◇ MANIFESTO

Who Am I?

I'm Tibo, 36, French, living in Phuket, Thailand. I run a YouTube channel called Tibo Denz where I challenge myself to learn completely new skills and build things I have no business building. The channel is the honest, unfiltered version, including the parts where it all goes wrong.

I'm also a developer and entrepreneur. I consult for US companies and run Devmystify, an AI and dev education brand. But this channel is purely about building things and challenging myself.

If you've ever wondered what I'm actually doing with a 3D-printed Iron Man suit and a five-month diet, here's the honest version.
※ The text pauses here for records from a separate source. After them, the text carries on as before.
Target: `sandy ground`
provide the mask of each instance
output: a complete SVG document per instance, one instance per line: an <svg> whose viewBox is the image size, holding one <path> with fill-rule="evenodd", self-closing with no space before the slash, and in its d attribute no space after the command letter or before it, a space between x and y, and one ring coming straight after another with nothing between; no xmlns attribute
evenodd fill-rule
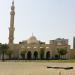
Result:
<svg viewBox="0 0 75 75"><path fill-rule="evenodd" d="M47 66L73 66L73 70L48 69ZM75 63L0 62L0 75L75 75Z"/></svg>

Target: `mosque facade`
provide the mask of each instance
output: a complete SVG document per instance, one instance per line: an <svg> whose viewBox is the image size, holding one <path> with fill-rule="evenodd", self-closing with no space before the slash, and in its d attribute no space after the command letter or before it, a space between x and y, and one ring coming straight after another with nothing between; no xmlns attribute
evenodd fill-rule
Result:
<svg viewBox="0 0 75 75"><path fill-rule="evenodd" d="M9 27L9 47L15 52L15 57L21 57L21 52L25 51L25 59L54 59L58 55L57 49L63 48L67 50L67 54L63 56L65 59L70 58L69 50L70 45L68 44L68 39L57 38L55 40L50 40L49 44L38 40L34 35L30 36L27 40L14 43L14 16L15 16L15 6L14 1L12 2L11 12L10 12L10 27ZM41 54L41 55L40 55Z"/></svg>

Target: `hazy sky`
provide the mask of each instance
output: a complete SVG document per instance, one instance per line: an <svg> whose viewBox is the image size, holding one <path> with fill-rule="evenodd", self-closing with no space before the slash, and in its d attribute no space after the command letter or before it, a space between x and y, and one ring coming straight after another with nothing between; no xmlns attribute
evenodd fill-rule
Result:
<svg viewBox="0 0 75 75"><path fill-rule="evenodd" d="M28 39L32 33L38 40L75 36L75 0L14 0L15 40ZM12 0L0 1L0 42L8 43Z"/></svg>

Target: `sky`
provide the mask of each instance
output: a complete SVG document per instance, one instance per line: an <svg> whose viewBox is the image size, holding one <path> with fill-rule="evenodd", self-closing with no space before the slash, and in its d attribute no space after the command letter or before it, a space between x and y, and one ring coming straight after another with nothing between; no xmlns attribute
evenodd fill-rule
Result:
<svg viewBox="0 0 75 75"><path fill-rule="evenodd" d="M75 36L75 0L14 0L14 43L27 40L32 33L49 43L56 38ZM0 42L8 43L12 0L0 1Z"/></svg>

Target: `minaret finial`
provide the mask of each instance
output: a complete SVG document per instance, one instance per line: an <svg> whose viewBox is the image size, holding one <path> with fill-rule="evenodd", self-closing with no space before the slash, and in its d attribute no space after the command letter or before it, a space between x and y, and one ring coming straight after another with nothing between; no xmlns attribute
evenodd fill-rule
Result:
<svg viewBox="0 0 75 75"><path fill-rule="evenodd" d="M32 36L33 36L33 33L32 33Z"/></svg>
<svg viewBox="0 0 75 75"><path fill-rule="evenodd" d="M14 0L12 1L12 5L14 6Z"/></svg>

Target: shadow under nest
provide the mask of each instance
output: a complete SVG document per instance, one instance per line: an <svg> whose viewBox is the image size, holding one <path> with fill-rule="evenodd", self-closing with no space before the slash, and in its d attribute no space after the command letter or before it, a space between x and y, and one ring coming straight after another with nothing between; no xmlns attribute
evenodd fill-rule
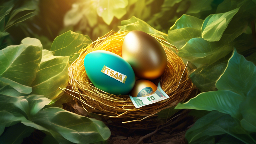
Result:
<svg viewBox="0 0 256 144"><path fill-rule="evenodd" d="M102 91L94 87L87 76L84 66L86 55L94 50L104 50L121 57L123 42L128 32L111 31L79 51L79 57L69 67L69 80L67 88L63 90L74 98L69 103L70 108L73 109L70 111L100 119L108 125L130 130L155 129L167 122L178 120L180 119L177 117L186 115L187 110L173 114L169 118L171 121L166 120L165 122L157 118L157 114L166 109L174 108L179 102L194 96L197 89L188 76L186 67L176 54L177 48L161 36L151 35L165 50L167 65L164 73L152 81L156 85L160 82L161 88L169 98L136 108L129 96L112 95Z"/></svg>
It started with a deathbed vision

One day I saw myself on my deathbed, surrounded by family, asking what I'd regret. Only one thing came up: I'd been saying I'd get a six-pack since I was a teenager and never made it stick. Not relationships, not work, not the projects I never built. Just that one body I was supposed to forge.

YouTube turned out to be my finishing engine

Then I noticed something weird. I have ADHD, I never finish anything, and yet I was finishing a video every two weeks, like clockwork.
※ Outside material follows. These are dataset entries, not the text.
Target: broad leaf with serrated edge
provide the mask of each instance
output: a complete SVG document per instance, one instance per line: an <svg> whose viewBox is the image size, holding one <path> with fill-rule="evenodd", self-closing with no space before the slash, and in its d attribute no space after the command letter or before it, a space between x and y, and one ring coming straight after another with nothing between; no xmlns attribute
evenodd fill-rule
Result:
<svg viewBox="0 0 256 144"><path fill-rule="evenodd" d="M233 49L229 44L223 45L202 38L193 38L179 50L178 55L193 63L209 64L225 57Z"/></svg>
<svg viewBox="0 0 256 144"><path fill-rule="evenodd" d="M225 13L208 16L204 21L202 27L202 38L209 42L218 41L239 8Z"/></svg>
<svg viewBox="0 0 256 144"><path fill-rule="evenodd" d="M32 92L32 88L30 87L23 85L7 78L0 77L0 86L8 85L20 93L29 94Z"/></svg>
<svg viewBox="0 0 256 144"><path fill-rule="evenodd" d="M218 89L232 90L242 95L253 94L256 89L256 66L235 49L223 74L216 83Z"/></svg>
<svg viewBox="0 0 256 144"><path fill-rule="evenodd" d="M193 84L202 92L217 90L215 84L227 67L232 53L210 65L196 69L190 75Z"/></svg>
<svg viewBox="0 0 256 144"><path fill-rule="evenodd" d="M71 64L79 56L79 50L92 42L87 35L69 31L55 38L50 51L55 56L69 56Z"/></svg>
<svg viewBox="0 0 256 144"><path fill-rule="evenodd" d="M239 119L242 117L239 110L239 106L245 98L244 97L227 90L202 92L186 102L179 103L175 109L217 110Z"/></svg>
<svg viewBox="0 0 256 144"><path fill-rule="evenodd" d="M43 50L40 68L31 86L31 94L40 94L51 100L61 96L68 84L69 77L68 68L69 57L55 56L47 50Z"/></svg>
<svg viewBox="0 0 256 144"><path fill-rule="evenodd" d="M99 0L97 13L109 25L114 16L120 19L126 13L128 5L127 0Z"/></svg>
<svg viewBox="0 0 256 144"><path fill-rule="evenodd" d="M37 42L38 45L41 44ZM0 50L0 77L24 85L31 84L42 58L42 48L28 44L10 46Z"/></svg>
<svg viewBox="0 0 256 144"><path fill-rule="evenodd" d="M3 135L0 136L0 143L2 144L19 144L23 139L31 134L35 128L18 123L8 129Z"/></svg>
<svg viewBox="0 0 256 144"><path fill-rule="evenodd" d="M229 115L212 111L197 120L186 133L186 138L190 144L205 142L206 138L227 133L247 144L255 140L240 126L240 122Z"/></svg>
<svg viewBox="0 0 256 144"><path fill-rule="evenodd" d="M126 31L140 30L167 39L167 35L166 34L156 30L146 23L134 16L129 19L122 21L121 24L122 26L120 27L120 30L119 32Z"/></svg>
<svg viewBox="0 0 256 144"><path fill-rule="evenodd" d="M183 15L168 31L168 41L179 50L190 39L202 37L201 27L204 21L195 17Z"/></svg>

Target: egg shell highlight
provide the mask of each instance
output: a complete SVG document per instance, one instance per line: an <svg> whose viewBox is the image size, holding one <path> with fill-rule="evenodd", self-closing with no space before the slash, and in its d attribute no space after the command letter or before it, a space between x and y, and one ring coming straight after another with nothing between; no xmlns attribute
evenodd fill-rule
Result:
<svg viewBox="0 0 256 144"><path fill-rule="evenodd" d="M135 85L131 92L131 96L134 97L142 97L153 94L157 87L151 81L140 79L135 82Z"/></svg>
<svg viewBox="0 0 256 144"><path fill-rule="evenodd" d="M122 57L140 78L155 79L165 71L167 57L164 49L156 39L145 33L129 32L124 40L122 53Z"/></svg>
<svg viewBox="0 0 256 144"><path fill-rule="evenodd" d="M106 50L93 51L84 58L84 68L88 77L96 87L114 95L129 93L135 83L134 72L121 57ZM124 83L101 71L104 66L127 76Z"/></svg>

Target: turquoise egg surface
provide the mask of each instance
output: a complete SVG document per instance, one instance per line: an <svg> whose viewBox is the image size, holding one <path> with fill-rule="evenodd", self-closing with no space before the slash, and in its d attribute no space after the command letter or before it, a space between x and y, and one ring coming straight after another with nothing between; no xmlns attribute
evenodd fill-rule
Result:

Each video is basically a quest: pick a thing, commit on camera, ship it. That shape works on my brain. So on January 16th, I asked: what if I pointed the same engine at the one thing I've never solved? Next morning I shot the announcement. By the end of that week I was tracking calories, macros, hitting the gym. Haven't stopped since.

I'm still figuring out why public works

I don't fully know why doing something for a video makes it easier. What I know is the data: anything I commit to on camera, I finish. Anything I commit to privately, I don't. Public accountability is the secret sauce.
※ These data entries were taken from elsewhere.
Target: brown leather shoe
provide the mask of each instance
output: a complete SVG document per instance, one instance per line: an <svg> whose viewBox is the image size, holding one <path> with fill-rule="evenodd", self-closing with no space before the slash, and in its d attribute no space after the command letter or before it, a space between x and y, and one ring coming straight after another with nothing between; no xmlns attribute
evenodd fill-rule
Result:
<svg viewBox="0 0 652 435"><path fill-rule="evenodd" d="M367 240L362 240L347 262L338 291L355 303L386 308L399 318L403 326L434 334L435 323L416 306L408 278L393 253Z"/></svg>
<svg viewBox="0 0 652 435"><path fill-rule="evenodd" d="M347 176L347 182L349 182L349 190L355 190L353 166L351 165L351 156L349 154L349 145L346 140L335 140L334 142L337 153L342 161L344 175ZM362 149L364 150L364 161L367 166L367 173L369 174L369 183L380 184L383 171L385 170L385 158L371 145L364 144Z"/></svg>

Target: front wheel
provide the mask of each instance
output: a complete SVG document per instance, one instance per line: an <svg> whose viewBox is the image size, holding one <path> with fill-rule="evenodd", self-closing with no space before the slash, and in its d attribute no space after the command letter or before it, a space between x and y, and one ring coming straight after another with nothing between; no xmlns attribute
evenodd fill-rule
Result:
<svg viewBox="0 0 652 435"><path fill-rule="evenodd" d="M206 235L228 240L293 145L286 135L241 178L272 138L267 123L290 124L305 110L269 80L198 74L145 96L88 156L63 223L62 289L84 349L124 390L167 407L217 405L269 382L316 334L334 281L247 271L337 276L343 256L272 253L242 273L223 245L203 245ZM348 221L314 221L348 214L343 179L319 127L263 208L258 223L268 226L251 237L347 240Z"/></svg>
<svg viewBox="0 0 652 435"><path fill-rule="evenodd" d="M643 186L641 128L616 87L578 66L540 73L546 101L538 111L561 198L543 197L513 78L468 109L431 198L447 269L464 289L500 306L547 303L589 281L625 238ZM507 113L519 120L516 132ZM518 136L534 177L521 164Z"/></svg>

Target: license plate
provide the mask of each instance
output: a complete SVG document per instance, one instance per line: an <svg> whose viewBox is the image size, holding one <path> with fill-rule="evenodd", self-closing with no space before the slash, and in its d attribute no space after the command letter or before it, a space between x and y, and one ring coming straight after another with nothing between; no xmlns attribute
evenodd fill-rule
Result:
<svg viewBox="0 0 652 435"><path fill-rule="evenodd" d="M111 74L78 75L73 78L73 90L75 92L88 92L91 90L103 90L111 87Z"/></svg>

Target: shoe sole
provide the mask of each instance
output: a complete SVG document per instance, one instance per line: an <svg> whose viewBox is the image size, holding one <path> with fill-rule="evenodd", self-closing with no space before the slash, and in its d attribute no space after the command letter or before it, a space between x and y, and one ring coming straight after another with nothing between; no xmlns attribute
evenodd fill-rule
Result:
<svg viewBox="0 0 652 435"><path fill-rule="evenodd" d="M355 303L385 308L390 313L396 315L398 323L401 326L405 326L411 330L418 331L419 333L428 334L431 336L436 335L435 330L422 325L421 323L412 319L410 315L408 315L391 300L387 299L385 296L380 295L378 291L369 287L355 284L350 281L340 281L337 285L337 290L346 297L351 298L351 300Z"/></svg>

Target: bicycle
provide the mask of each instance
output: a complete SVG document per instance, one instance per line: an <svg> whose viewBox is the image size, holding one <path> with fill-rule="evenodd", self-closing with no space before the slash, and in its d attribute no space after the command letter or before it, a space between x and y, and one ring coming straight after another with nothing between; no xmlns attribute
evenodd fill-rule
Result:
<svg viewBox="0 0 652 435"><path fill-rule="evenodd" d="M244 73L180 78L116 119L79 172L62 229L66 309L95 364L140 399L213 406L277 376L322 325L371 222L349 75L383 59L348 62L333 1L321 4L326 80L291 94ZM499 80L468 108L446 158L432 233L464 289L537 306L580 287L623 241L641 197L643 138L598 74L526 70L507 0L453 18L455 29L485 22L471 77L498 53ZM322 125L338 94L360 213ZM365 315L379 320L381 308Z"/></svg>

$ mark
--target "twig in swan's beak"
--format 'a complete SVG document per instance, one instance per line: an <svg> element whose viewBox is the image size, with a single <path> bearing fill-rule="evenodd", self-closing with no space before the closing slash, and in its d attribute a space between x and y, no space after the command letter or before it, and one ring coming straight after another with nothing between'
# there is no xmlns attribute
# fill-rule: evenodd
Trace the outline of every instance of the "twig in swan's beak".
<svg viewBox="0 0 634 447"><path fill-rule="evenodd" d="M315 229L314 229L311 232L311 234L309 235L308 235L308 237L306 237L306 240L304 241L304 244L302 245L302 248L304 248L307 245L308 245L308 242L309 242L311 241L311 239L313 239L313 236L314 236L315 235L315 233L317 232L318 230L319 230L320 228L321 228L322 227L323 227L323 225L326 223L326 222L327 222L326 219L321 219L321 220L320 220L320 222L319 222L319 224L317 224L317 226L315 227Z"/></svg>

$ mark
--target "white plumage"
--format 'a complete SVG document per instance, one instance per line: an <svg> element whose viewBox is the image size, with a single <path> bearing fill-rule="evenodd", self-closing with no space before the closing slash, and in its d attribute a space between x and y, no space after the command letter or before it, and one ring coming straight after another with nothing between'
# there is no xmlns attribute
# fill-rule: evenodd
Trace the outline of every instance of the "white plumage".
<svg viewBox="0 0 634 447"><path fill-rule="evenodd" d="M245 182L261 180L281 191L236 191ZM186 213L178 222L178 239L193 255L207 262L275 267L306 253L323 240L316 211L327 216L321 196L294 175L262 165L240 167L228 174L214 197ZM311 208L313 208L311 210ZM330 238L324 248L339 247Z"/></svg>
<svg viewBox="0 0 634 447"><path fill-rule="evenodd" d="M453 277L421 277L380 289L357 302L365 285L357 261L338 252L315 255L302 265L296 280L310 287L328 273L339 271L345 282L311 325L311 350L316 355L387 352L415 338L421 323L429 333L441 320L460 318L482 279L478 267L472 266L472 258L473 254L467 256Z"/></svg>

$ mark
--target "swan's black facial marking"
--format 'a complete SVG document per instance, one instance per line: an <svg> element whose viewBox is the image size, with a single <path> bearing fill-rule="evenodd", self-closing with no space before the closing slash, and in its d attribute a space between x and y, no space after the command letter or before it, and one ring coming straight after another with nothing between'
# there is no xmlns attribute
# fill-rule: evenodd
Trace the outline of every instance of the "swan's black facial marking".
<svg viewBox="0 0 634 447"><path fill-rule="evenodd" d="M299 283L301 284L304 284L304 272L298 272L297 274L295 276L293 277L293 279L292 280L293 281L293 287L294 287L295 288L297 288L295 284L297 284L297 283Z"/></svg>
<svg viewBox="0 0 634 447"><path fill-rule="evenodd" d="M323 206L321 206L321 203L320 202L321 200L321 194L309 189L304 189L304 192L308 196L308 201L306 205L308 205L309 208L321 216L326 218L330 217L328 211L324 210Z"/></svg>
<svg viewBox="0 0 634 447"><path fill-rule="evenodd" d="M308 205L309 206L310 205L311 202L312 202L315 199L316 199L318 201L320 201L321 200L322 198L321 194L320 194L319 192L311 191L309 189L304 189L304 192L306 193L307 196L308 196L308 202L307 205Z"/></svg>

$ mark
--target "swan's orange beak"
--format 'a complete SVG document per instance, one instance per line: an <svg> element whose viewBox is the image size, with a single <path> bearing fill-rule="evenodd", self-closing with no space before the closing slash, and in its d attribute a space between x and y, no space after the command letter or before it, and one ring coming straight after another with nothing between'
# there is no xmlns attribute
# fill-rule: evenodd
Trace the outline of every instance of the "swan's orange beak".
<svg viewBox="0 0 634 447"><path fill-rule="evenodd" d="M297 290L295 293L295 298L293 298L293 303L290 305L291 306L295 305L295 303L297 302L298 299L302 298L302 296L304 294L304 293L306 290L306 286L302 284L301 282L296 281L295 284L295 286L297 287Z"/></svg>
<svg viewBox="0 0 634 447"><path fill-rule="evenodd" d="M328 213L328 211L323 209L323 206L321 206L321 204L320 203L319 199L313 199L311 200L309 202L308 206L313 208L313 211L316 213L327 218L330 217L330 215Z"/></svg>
Why “Iron Man suit” specifically

The suit is the proof. If I lose the weight but the suit isn't ready, I just lost weight. If I build the suit but I don't fit in it, I have a $1,500 plastic statue mocking me from the workshop forever. Both have to actually happen.

I've wanted to build a full Iron Man suit since I got my first 3D printer three years ago. Add the six-pack I've been chasing since I was a teenager, and you've got two long-standing dreams stapled together with a public deadline. Very little downside if I fail. Massive upside if I succeed.

Honestly, at this point I'm realizing I just enjoy challenges that are hard, no matter the type (food, workouts, builds). My mom asked me last week if I was a masochist. I'm still thinking about it.

What happens on the other side

When I fit in the suit, the next arc opens: putting on muscle for another superhero. This opens doors for me. After that, more challenges I can't predict yet. That's the game I'm actually playing.

What I want from you

My favourite part of doing this is when people tell me my challenges helped them start learning or doing something of their own. That's absolutely amazing, and it's basically the whole point.

I'm just trying to be entertaining, and to show that anyone can do anything, if you wrap it in a quest with rules and rewards. Same as a WoW quest. Same as a video. Same engine.

If watching me try to pull this off makes you start your own dumb little quest, that's the whole thing landing.